同指数は前日に12%下落しており、急落後の買い戻しが一気に進んだ。急激な上昇を受けて、韓国取引所はKOSPIとKOSDAQの取引を一時停止する措置を取った。
市場では、個人投資家の信用取引によるポジション解消が下落の主因だったとの見方が出ており、その巻き戻しが反発につながったと分析されている。
個別銘柄では、半導体大手のサムスン電子やSKハイニックスが10%以上上昇し、指数の反発を牽引した。韓国株はメモリー半導体企業の比率が高く、両社だけで指数の約半分を占める。
原油と地政学が市場の鍵
今回のアジア株の乱高下の背景には、中東情勢と原油価格の動向がある。イランを巡る軍事緊張の高まりを受けて原油価格の上昇リスクが意識され、エネルギー輸入国である韓国などでは経常収支やインフレへの懸念が強まっていた。

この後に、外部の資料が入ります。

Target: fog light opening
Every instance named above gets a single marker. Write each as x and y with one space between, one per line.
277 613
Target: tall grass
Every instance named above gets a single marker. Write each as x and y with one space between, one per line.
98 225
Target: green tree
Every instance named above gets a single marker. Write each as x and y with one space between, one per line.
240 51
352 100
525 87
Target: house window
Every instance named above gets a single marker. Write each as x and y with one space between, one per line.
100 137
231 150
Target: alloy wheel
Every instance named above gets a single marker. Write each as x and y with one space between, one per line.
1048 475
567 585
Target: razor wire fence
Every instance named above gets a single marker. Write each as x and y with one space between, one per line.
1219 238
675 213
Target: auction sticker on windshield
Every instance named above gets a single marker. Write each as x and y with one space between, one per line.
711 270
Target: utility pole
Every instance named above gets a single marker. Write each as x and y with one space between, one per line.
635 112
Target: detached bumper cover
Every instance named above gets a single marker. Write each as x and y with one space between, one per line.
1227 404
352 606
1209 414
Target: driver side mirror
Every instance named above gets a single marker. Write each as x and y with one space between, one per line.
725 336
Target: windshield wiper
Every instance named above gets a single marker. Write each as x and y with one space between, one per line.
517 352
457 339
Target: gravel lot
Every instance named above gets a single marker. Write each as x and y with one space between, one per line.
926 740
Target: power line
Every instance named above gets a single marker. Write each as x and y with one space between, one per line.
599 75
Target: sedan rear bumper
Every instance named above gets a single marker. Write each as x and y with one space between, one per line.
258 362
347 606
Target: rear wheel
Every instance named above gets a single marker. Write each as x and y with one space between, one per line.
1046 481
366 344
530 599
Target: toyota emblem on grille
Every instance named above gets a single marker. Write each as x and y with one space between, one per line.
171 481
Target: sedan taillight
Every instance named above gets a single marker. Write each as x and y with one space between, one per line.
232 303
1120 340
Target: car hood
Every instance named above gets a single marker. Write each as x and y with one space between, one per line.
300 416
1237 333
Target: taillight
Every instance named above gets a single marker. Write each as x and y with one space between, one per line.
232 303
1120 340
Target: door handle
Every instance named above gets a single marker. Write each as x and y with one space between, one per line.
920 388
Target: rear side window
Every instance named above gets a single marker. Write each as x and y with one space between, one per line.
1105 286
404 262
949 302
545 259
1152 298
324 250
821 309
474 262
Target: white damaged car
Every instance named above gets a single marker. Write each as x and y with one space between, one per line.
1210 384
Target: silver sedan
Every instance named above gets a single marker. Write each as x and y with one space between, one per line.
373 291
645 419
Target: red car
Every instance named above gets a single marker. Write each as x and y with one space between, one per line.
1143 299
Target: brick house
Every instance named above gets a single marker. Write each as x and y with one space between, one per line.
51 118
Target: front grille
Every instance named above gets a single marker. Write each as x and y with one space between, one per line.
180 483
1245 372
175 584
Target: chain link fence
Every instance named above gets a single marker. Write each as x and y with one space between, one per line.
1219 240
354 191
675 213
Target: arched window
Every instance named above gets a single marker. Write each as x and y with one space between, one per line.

しかし原油価格の上昇が一服し、米国がペルシャ湾の石油輸送の安定化に向けた措置を検討しているとの発言が伝わると、市場心理が改善し株式市場の反発につながった。
アジア市場は不安定な反発局面
アジア市場は短期的に大きく反発したものの、地政学リスクは依然として完全には解消されていない。市場関係者の間では、イラン情勢の展開次第で再びリスク回避の動きが強まる可能性も指摘されている。
そのため、今回の上昇は本格的なトレンド転換というよりも、急落後のポジション調整による反発との見方も少なくない。
今後は原油価格の動向に加え、企業業績や半導体需要などのファンダメンタルズが、日韓株式市場の方向性を左右することになりそうだ。